Will it ever stop raining? That’s likely what farmers must be asking themselves this spring as the rain systems just keep coming.
While Nebraska and Iowa got hit with epic amounts of moisture in March, the patterns have shifted in April and early May to put more of that moisture into the eastern Corn Belt. The map below illustrates the departure from normal for precipitation over the last 30-day period. Wide swaths of Illinois and Indiana have seen 2-4 inches more than normal for the last 30 days, which has stymied any real movement on corn planting for these states. Also, the Delta region, which is mostly planted, has seen intense rain totaling 5 inches more than normal, and that could cause replanting there.

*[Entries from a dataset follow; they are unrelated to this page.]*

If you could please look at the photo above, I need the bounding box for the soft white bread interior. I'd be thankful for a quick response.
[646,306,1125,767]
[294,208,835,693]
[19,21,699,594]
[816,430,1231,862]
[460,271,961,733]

Based on USDA’s latest Crop Progress report, all of the eight largest corn growing states are well behind normal for corn planting at this time of the year. The chart below illustrates the deviation from normal across 28 years as green/red dots. The blue line shows where each state stands relative to history.
This year, the slow pace is most pronounced in the eastern Corn Belt states of Illinois, Indiana and Ohio, as well as the upper midwest of Minnesota.
How likely is it that we will see an acreage reduction as a result of slow planting pace? The colored dots above help us answer that question. The dots in red represent a year when final corn acreage was below the March 1 survey by USDA. Conversely, green dots show years when the final acreage number by USDA was higher than their March 1 survey.
For those Eastern Corn Belt states of Illinois, Indiana and Ohio, the data shows no years where we didn’t see an acreage drop when planting was delayed as much as we are in 2019. Each state is trailing the long-run average by 30% or more, and in the years when the pace was below 30% we have yet to see those states actually increase acres.
For Minnesota, which also lags be a wide margin, the data is not as delineated. However, we do see 5 out of 7 years when acreage falls, based on a 30% or more lag in planting pace.
While this seems like a bullish story, the question becomes are these problems big enough for these for states to materially change U.S. acreage. As a group, these four states account for 30% of U.S. corn acreage as pegged by USDA. Also, as a point of reference in those years, when planting pace is delayed by 30% we see an average acreage drop of 1-3%.
So when you add up the potential loss in acreage, it is only around 300,000 acres on a 92.8 million acre U.S. crop; however, that’s not to say the acreage impact won’t be larger—that depends crucially on the weather between now and the end of the month. Current forecasts show a fair amount of precip coming to the western Corn Belt during the next 10 days, but the eastern Corn Belt could see a break. Regardless, the market should give added significance to each Crop Progress report as we get closer to the end of May.